How does one derive the Fourier transform of the Ramp function?

Question

One approach could have been to see that the Ramp function ( http://mathworld.wolfram.com/RampFunction.html ) is the convolution of $2$ Heavisides (at $0$). Hence its Fourier transform should have been the product of the Fourier transforms of Heavisides. The Fourier transform of the Heaviside (http://mathworld.wolfram.com/HeavisideStepFunction.html) is, $\frac{1}{2} [\delta(t) - \frac{1}{\pi t} ] $. But its not clear to me as to how its square is the Fourier transform of the Ramp at $0$ which is $\frac{i}{4\pi} \delta'(t) - \frac{1}{4\pi^2 t^2} $

• I would otherwise like to see a reference (or if someone can type in!) which derives the Fourier transform of the ramp function from scratch!

Answer 1

In fact the convolution theorem is a bit more complicated than you think for distributions. To apply it you need to approximate your distributions with something like functions $\in L^1$. So $$1_{ x > 0} = \lim_{a \to 0^+} e^{-ax} 1_{x > 0}$$

$$x 1_{ x > 0} = \lim_{a \to 0^+} e^{-ax} 1_{x > 0} \ast e^{-ax} 1_{x > 0}$$

$$\mathcal{F}[x 1_{ x > 0}] = \lim_{a \to 0^+} \mathcal{F}[e^{-ax} 1_{x > 0} \ast e^{-ax} 1_{x > 0}]$$ $$ = \lim_{a \to 0^+} \mathcal{F}[e^{-ax} 1_{x > 0} ]^2$$ $$ = \lim_{a \to 0^+} \frac{1}{(a+2i \pi \xi)^2}$$ $$ = \lim_{a \to 0^+} \frac{-1}{4\pi^2} \frac{1}{(\xi-ia)^2}$$ $$ = \lim_{a \to 0^+} \frac{1}{4\pi^2} \frac{d^2}{d\xi^2} \log(\xi-ia)$$ $$ = \lim_{a \to 0^+} \frac{1}{4\pi^2}\frac{d^2}{d\xi^2}( -i\pi 1_{\xi < 0} +\log|\xi|)$$ $$ = \frac{i}{4\pi} \delta'(\xi)- \frac{1}{4 \pi^2 } fp(\frac{1}{\xi^2})$$ where $fp(\frac{1}{\xi^2})$ is the finite part the second derivative of $-\log |\xi|$

Answer 2

"Frequency derivative" is a property of Fourier transform which is: $$\mathcal{F}\{x(f(x)\}=j\frac{d}{d\omega}F(\omega)$$

Plug $f(x)=u(x)$ (i.e. heaviside function) whose FT is $F(\omega)=\pi\delta(\omega)-\frac{j}{\omega}$.

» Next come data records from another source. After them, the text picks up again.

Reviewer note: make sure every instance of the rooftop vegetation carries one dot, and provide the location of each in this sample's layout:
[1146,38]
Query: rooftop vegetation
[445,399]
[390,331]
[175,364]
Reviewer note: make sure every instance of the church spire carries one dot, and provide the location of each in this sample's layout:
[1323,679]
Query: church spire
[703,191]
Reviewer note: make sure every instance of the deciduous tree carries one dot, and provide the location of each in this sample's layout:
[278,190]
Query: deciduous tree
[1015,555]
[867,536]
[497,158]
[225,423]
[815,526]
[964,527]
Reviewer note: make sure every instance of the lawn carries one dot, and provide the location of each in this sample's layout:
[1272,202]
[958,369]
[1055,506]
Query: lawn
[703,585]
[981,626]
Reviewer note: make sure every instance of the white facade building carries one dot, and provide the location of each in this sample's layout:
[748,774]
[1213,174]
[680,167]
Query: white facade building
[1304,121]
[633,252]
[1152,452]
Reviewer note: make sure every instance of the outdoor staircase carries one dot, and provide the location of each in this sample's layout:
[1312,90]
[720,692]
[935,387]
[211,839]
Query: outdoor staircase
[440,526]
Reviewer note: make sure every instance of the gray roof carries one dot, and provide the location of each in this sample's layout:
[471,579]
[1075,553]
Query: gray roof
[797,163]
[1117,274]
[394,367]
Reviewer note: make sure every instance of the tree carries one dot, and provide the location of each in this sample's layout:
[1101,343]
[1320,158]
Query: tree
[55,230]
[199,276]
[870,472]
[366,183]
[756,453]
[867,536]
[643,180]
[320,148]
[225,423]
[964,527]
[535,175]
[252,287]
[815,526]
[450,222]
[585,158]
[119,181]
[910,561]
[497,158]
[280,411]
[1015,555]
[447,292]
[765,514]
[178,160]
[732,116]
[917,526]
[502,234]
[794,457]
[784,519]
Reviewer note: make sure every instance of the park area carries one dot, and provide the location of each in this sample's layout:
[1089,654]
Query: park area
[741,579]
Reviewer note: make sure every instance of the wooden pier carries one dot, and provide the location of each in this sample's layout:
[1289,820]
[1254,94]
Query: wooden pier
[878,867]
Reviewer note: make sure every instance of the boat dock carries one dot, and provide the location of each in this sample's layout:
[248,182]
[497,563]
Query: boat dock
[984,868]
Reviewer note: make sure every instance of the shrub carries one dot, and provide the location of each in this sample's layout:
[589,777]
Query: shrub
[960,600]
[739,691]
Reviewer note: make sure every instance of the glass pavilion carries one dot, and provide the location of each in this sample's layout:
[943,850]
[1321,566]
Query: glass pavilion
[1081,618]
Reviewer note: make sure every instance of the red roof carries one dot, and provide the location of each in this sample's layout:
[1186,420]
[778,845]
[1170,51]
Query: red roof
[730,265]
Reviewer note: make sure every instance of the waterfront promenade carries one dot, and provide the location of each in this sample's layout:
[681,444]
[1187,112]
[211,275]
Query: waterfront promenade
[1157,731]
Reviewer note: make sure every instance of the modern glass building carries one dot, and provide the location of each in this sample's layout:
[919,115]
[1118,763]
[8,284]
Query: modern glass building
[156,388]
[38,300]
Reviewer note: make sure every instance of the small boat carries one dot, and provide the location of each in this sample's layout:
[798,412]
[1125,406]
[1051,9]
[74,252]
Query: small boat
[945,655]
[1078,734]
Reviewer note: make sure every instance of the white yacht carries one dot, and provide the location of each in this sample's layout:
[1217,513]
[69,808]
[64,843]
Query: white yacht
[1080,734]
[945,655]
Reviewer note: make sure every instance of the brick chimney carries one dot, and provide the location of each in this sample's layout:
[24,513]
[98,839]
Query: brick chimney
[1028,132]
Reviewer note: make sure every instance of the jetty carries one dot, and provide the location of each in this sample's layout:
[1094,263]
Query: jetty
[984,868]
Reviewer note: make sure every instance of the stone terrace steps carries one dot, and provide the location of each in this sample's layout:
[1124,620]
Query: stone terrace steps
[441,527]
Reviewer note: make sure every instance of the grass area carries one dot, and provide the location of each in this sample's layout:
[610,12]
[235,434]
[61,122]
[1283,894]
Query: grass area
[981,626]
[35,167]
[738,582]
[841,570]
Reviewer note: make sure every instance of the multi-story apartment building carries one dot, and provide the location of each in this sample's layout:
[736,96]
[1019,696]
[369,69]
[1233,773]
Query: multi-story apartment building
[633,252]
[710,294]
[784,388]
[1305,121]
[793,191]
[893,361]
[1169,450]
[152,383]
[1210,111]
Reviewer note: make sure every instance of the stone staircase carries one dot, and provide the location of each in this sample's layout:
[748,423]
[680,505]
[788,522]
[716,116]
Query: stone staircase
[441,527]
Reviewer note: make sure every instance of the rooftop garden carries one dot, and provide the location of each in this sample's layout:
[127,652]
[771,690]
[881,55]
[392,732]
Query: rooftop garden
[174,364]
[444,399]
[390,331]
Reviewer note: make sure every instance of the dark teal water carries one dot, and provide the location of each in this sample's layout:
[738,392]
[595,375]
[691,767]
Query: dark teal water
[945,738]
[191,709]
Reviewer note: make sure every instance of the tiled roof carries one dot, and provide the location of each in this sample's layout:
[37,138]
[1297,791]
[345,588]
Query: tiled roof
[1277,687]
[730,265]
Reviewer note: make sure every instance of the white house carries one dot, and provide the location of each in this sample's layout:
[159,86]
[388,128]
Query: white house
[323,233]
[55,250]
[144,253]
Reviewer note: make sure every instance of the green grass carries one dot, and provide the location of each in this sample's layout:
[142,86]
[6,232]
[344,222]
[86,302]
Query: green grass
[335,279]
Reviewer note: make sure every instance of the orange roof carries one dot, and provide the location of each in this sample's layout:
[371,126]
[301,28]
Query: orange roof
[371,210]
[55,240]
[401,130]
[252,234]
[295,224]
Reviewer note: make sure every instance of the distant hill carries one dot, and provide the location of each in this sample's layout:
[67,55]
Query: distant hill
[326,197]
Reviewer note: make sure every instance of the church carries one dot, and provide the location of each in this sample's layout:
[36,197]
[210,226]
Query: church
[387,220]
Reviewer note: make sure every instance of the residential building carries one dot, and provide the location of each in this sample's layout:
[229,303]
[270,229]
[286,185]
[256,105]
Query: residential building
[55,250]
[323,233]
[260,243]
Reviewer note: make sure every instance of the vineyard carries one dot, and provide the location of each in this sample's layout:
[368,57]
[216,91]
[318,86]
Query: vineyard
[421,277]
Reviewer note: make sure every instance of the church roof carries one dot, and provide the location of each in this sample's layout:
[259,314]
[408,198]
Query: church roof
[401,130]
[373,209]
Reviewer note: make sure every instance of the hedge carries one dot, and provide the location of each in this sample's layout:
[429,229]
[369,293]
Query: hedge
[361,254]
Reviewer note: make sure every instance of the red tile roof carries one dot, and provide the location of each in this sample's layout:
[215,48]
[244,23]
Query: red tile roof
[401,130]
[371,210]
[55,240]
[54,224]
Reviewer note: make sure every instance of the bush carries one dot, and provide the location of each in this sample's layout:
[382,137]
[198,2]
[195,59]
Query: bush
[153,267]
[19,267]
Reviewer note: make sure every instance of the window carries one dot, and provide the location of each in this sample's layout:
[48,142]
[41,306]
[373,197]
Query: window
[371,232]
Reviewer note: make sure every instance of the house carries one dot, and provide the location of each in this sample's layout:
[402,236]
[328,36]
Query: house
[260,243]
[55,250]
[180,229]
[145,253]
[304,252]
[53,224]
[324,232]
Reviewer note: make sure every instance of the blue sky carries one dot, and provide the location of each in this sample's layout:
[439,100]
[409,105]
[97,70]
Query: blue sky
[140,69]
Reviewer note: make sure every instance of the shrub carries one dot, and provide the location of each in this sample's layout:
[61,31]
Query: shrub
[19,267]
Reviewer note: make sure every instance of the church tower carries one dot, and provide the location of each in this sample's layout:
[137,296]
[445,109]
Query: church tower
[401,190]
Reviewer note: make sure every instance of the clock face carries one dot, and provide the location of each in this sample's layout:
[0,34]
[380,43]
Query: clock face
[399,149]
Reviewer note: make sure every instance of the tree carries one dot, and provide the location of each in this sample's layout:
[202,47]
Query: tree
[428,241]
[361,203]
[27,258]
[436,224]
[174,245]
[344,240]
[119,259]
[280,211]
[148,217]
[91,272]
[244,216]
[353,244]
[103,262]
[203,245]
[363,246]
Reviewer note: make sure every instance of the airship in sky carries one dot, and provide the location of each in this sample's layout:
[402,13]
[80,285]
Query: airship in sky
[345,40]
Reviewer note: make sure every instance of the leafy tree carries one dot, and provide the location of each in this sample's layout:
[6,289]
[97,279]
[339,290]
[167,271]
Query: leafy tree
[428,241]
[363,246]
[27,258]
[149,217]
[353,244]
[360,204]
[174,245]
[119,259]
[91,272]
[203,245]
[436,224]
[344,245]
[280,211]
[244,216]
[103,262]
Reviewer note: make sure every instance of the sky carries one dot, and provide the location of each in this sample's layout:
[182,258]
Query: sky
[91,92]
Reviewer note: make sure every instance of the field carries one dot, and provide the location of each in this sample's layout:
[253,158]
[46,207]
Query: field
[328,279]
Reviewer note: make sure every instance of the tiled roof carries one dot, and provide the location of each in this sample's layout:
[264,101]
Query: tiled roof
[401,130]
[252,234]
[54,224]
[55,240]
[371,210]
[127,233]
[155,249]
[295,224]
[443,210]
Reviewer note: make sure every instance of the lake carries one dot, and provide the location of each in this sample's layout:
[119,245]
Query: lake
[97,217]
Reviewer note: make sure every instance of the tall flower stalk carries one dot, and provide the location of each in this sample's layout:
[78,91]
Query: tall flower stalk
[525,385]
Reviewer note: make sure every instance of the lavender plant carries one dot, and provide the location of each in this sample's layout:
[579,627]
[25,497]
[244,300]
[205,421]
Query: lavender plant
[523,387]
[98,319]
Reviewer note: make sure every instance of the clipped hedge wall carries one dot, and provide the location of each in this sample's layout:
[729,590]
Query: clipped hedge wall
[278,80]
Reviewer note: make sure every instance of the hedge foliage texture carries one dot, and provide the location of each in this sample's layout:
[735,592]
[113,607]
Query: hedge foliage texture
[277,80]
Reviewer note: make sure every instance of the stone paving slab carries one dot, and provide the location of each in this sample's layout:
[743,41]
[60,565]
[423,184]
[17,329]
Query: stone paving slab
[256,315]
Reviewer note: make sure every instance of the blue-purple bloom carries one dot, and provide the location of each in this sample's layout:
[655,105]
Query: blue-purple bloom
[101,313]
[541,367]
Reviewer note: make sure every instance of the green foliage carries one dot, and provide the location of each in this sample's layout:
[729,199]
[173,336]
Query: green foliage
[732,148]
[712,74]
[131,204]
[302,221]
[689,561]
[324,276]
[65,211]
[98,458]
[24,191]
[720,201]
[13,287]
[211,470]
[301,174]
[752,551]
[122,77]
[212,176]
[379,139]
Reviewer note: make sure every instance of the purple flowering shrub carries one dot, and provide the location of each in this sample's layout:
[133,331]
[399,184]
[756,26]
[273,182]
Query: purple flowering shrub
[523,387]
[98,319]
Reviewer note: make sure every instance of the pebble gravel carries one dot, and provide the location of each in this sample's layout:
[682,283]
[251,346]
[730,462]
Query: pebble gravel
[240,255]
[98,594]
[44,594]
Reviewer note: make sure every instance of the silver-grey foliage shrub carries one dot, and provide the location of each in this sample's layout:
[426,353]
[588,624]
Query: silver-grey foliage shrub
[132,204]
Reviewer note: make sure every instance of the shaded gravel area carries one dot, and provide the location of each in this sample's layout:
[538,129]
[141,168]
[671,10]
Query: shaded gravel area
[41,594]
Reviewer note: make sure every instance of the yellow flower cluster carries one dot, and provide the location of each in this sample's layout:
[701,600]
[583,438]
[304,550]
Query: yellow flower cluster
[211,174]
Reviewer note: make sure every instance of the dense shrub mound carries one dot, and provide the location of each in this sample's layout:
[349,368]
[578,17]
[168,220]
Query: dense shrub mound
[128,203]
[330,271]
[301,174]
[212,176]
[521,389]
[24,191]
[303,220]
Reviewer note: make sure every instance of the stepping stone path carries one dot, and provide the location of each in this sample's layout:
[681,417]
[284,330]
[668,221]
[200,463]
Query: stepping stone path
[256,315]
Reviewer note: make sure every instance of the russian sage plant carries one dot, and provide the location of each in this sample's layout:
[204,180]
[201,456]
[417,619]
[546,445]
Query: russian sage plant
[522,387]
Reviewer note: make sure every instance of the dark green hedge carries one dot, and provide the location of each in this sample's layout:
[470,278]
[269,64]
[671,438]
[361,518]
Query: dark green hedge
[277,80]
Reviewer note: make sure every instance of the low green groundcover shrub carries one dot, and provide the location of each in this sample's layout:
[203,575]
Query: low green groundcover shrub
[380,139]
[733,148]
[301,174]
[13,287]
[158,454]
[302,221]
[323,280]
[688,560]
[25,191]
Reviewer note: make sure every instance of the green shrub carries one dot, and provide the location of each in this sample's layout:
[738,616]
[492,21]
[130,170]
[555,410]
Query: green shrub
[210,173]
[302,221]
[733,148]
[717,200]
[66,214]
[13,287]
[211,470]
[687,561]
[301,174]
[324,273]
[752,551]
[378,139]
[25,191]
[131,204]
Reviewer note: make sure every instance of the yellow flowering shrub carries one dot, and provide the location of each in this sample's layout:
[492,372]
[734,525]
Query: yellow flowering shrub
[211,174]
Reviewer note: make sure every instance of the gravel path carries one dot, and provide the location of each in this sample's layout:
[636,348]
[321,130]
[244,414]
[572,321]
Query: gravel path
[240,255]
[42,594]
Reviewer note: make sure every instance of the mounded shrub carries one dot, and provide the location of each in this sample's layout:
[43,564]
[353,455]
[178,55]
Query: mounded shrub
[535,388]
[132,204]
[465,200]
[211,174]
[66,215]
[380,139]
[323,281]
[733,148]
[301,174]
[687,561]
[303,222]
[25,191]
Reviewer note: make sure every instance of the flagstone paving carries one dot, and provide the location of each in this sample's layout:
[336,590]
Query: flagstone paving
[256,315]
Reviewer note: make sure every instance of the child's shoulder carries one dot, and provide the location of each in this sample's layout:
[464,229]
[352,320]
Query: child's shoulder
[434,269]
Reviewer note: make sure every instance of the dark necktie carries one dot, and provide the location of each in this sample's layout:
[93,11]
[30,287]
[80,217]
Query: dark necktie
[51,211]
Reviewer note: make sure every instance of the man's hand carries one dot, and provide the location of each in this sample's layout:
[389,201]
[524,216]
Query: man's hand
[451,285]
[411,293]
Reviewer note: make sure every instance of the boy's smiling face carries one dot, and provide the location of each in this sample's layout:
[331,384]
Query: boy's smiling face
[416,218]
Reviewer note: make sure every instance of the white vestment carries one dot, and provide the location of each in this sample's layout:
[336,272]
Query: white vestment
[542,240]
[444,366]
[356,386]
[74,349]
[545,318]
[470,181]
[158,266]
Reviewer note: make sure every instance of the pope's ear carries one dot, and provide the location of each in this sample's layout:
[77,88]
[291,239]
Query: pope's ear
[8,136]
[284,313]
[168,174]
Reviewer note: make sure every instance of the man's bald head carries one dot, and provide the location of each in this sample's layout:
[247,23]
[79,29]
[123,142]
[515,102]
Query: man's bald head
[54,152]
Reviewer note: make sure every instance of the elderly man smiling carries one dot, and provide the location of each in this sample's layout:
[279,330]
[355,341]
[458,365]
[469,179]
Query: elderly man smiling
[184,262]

Since $\text{ramp}(x)=xu(x)$ we get

$$\mathcal{F}\{\text{ramp}(x)\}=j\frac{d}{d\omega}\left(\pi\delta(\omega)-\frac{j}{\omega}\right)=j\pi\delta'(\omega)-\frac{1}{\omega^2}$$

If you want to represent it versus $f$, since $\omega=2\pi f$ it becomes

$$\mathcal{F}\{\text{ramp}(x)\}=(j\pi)\frac{1}{(2\pi)^2}\delta'(f)-\frac{1}{4\pi^2f^2}=\frac{j}{4\pi}\delta'(f)-\frac{1}{4\pi^2f^2}$$

Answer 3

If I am right Fourier analysis is applicable only to bounded or finite integral or stable system (Dirichlet Conditions). And ramp function is not a bounded signal. So we can't apply Fourier transform for ramp function.